Nonresponders to StimulantsIf minimal or no response is obtained initially or after a trial of two or three medications, the physician should carefully evaluate for compliance problems (e.g., not swallowing the pills, inadequate doses, generic substitution, concomitant vitamin C, or pilfering of pills) or other problems. For patients with ADD-H who are nonresponders to psychostimulants, the dose may be increased to the maximum reasonable level (about 1.5- to 2-fold above the standard dose) of medication or until bothersome AEs are observed. Generally, for nonresponders, the dose of medication can be pushed until weight loss or dysphoria is observed. If this fails, at least three different psychostimulant medications may be tried. Interestingly, although Adderall and dextroamphetamines are chemically similar, patients may still respond to the other one if tolerance develops or no initial response is observed.

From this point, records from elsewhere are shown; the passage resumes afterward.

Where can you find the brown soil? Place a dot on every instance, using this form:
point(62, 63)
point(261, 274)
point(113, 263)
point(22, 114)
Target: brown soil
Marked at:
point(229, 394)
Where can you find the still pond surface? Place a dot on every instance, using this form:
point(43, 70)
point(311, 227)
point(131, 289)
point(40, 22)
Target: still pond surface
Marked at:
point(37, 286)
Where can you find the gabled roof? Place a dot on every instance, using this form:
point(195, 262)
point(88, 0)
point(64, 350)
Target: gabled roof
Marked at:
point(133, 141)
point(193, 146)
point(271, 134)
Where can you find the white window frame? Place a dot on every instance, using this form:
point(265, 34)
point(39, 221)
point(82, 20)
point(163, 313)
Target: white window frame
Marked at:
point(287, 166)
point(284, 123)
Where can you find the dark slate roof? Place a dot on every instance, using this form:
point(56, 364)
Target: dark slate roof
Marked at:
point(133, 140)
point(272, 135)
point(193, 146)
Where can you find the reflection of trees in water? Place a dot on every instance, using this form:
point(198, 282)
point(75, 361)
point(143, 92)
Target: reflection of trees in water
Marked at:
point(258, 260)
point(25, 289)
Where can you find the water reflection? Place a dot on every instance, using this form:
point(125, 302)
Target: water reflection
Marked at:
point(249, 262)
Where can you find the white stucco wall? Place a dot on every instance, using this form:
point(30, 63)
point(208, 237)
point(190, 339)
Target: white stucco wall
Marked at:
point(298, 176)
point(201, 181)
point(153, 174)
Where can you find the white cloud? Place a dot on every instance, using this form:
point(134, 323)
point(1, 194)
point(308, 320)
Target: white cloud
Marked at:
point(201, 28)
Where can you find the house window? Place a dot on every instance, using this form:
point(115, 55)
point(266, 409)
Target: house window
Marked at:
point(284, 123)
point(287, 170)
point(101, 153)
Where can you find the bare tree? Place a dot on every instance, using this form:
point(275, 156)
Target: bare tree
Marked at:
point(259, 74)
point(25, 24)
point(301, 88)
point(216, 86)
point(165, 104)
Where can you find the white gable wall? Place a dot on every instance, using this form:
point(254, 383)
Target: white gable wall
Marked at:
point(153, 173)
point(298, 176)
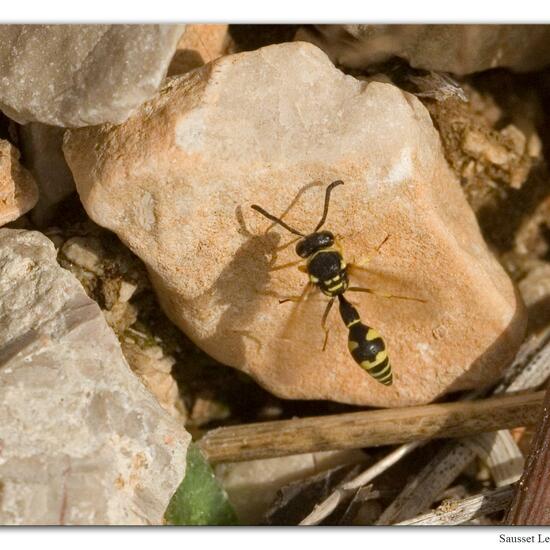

Nonresponders with associated comorbidities of significant aggression, oppositional defiance, or conduct disorder frequently improve when clonidine is introduced concomitantly with stimulant medication. In older children or adolescents in whom depression and anger are major components of symptomatology, selective serotonin reuptake inhibitors (SSRIs) may be introduced early, together with psychostimulants. If no response is seen after 1 to 2 months, then the patient should be referred for psychotherapy. Physicians must also assess for new-onset home difficulties or stressors, including recent deaths, divorce, or family discord; school difficulties including teacher-child personality conflicts, severe learning disabilities, or mild mental retardation; medication noncompliance; reduced half-life; and rebound effects.